I'm sorry. Do I whine too much? Here's something positive.
At the brink of maybe losing my job (ignore me, it's probably my persecution complex), I feel wonderfully good about a few things (okay, I'm lying, but I'm also trying).
I want to travel once more. Give up worrying about money, recognition and all that bullshit, and do what I really love. Travel. Take pictures. Write. Draw. Re-learn my guitar.
Well, it's stupid and everything, now that I am in Bombay, with job, with possible prospects, a nice house - but maybe there are no possible prospects. Maybe there isn't that perfect job. Everywhere you go, you're bound to find fake people, bound to find a group you just can't fit into, bound to find people who are more talented, more precious. Everything you cannot cope with, is your problem alone. Your personality deficit.
Like now. I'm in a room full of perfectly wonderful people. Interesting, talented, friendly, well travelled - and yet. Here I am. Nose buried in my laptop, typing contrived bull. Before this, I was reading an e-comic. Sigh, there's no room for temperamental artists, and I am, unfortunately no artist either. My artistic inclinations, if any, are pedestrian. I'm not original, not hardworking and not particularly sharp. I say I'm a wallflower. That's because I let myself be one. Oh wait. Whine territory.
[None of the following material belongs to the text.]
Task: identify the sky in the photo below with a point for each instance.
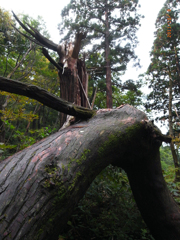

I will stop right here.
So tell me, what if you left something important, for what you feel is a better life, a better way, and find yourself winding up in a terrible terrible place? What if all the chances you took were stupid and frivolous and not worth it? What if you were just being complacent and arrogant? What if you spend loads and loads of money only to find you've not only ruined yourself but also others? When you take a chance, do you ever, entirely take it alone?
I could leave it all. I could quit. I could sink into fleeting pleasures and temporary loves.
But for what?
Oh, do not ask, "What is it"?
Let us go and make our visit.


2 comments:

fisherwoman said...

Love this post, for obvious reasons :)

You should be a travel writer, Nanny. methinks.

Mayur G said...

what if..what if not..everything is life involves risk having said so biggest risk is being stuck in your "comfort zone" which involves the risk of lost opportunities..so take chances..screw up..learn..ur day ur moment is jus a matter of patience.